I don’t enjoy asking someone to forgive me. It is a humbling experience. Though I am conscientious and think about my words before I speak, there are still times when a statement I regret spills out of my mouth. When that happens, I know I will need to ask them to forgive me.
I’m Sorry or Please Forgive Me?
I know the moment when certain words leave my mouth that I should not have said them. More than once I’ve wished I could retract a hurtful statement. But once remarks leave my mouth, there is no way to capture them back. I can’t delete them, or reverse the damage they may inflict.
Repairing an injury from unkind words takes more than just saying, “I’m sorry.” Those words, like the tiniest Band-aid in a box, cover only miniscule wounds. Saying, “I’m sorry” is appropriate when an unintentional mishap occurs. For instance, when I accidentally step on someone’s toe, mispronounce their name, or involuntarily bump up against them, admitting my mistake with a simple apology is the right thing to do. When no lasting or deep harm takes place a saying. “I’m sorry,” suffices.
On the other hand, when thoughtless words are said, they can cut and wound to the very core of a person. I’ve seen more than one crestfallen face as a result of something I’ve said. Other times, my words are powerful enough to cut the cord of communication all together. To repair that kind of damage I need a bigger Band-aid from the box.
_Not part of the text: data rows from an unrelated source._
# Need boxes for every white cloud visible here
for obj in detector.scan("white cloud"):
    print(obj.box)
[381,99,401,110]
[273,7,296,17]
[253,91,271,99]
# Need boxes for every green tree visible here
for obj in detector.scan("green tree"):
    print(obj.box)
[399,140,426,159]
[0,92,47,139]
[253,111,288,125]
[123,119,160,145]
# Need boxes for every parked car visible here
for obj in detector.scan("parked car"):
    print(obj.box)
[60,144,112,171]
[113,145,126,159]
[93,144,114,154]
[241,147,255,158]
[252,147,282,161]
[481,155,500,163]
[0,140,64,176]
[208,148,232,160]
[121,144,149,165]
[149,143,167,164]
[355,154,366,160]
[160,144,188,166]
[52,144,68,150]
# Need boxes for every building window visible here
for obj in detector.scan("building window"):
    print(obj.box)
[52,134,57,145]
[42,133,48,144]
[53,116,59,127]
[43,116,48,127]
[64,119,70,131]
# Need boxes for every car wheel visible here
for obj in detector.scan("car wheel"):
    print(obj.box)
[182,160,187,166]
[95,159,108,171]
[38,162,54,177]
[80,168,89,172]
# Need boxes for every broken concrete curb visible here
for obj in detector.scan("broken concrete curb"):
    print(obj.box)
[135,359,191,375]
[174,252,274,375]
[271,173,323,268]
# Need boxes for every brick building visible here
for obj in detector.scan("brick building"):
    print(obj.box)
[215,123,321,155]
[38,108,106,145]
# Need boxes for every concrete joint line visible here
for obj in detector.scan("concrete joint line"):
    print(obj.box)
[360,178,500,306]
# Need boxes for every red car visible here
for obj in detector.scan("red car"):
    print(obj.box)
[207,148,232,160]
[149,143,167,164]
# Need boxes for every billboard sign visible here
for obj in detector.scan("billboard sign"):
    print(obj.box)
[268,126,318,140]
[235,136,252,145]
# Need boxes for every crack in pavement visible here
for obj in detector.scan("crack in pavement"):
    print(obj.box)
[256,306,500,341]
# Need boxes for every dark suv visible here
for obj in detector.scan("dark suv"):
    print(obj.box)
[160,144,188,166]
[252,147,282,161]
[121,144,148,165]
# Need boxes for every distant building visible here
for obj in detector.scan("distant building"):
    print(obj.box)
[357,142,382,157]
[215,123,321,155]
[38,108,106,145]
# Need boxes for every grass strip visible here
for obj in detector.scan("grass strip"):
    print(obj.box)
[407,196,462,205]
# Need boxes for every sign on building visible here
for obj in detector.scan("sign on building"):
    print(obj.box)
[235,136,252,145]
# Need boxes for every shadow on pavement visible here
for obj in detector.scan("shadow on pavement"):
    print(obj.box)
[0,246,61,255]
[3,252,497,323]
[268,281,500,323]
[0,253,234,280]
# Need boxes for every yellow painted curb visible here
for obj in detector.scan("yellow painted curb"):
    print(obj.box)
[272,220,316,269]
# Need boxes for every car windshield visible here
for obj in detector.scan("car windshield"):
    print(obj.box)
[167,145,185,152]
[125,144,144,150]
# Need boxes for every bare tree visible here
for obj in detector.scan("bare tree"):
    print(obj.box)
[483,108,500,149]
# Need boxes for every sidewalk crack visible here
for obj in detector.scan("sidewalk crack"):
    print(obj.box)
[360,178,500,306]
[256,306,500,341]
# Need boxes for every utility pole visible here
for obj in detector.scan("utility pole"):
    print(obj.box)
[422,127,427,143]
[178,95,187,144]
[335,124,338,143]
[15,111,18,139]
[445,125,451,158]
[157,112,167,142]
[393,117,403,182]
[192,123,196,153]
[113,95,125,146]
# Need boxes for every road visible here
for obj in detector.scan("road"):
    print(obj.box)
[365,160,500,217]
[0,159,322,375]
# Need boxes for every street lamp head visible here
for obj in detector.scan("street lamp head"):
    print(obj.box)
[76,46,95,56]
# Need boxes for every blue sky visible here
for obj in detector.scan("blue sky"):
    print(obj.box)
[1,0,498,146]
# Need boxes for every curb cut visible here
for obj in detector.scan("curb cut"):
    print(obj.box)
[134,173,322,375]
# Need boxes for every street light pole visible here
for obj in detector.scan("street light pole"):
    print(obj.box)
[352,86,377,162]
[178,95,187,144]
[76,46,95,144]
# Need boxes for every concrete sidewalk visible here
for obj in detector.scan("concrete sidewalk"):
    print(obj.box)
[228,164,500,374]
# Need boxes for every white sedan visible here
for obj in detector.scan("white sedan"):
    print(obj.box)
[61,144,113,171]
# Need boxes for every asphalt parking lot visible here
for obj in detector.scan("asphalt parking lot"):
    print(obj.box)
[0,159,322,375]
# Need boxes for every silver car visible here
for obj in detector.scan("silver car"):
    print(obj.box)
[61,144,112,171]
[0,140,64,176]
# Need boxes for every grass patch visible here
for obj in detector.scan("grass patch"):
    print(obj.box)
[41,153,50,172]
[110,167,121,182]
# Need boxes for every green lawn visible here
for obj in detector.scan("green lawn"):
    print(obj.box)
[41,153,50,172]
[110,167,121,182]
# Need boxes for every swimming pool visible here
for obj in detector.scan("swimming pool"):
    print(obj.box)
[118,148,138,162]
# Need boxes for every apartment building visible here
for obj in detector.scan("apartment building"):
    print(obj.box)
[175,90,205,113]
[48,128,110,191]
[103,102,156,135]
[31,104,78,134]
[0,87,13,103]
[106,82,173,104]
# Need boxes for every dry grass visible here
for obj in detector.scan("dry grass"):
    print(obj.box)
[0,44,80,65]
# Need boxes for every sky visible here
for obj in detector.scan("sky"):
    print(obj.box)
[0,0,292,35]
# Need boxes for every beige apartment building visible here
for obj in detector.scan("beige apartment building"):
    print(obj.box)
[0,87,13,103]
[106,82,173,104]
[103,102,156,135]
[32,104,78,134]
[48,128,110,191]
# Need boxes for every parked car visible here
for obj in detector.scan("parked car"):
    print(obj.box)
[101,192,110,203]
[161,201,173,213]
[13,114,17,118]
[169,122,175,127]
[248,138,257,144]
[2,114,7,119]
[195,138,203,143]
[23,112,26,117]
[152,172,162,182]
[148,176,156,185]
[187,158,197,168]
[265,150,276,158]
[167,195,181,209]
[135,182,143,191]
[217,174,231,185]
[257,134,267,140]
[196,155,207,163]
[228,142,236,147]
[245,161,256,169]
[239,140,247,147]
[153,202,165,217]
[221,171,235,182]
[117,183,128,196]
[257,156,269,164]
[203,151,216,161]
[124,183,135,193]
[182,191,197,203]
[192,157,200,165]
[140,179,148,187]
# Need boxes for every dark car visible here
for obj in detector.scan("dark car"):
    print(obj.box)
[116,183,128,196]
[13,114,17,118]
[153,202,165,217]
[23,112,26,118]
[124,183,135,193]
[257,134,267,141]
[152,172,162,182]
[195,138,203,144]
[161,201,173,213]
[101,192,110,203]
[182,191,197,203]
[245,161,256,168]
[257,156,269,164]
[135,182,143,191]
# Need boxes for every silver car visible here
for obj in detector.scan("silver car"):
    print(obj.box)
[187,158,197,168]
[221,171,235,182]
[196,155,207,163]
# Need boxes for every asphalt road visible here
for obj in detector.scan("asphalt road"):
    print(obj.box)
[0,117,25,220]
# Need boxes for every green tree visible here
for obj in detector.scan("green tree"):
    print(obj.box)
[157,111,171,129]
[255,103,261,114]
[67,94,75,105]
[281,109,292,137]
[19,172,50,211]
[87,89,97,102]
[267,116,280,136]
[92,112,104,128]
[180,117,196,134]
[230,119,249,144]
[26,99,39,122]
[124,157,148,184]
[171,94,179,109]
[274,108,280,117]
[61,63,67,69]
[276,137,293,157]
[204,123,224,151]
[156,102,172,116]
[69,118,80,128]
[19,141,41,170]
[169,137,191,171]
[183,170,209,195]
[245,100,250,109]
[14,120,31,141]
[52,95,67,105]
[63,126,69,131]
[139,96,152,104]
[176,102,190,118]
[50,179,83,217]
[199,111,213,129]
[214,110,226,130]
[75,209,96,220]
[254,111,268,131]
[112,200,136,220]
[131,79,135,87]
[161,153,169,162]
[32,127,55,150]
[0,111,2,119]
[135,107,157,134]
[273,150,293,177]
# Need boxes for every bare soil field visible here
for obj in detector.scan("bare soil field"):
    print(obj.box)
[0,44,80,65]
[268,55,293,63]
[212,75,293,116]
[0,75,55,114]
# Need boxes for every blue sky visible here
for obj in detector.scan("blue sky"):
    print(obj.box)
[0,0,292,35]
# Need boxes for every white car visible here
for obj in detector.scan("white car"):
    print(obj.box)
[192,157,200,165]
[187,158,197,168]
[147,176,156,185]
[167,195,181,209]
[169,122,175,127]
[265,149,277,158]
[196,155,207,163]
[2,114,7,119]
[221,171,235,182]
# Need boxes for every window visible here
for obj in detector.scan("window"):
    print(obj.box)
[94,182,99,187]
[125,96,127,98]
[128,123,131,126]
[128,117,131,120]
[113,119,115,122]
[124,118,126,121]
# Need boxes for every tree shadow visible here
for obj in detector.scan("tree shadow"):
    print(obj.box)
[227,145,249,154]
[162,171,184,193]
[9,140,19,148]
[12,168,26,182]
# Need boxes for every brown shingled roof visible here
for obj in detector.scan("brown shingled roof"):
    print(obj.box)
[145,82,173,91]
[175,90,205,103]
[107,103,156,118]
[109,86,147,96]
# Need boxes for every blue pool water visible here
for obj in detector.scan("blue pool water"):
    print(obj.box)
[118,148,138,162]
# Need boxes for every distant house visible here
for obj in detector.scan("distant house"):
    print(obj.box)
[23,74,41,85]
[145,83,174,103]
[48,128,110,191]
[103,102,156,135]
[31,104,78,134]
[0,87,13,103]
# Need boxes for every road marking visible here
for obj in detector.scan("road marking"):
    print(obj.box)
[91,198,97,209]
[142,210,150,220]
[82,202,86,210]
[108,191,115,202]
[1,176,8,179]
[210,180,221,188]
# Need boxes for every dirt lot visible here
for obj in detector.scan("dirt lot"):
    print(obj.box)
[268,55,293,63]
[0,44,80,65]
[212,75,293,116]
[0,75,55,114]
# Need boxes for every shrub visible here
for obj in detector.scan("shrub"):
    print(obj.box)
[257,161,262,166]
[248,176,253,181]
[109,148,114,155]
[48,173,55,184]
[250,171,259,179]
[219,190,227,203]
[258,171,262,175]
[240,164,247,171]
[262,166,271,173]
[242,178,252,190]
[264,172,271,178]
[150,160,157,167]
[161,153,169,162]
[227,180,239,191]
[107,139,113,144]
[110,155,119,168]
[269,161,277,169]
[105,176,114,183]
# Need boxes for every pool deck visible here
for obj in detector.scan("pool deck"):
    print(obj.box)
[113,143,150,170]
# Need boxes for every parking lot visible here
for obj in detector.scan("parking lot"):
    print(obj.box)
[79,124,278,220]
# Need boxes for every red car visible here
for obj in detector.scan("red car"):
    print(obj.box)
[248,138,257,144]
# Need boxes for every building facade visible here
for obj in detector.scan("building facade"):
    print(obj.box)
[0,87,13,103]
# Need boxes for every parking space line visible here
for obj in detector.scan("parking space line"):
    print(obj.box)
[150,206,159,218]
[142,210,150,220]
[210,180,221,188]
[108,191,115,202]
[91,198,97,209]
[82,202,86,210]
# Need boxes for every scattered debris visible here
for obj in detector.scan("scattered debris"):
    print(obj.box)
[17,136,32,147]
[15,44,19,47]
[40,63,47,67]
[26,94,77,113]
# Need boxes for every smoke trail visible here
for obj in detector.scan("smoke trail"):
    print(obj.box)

I need to ask their forgiveness and the sooner the better.
Because I don’t like asking anyone to forgive me for a rude or unkind remark, I will first try to justify what I said by telling myself that I was tired, that they tried my patience, or that they will forget that I even said anything. Another tactic is to ask someone else’s opinion about the situation. If they don’t think I need to ask the other person to forgive me, then maybe I don’t. But then again, I know myself too well.
Attempting to justify my words or asking for someone’s else’s opinion, are just a ploy. I am procrastinating about what my conscience is already telling me what I need to do.
Asking someone to forgive me does not take long. It only takes a moment or two and afterward, most people, most of the time, are quick to forgive me. Whatever unkind or rude remark I said becomes for them like water under the bridge.
Why bother with forgiveness? It is worth it to feel humble for the brief moment it takes to ask for someone’s forgiveness, especially when it makes the relationship last longer.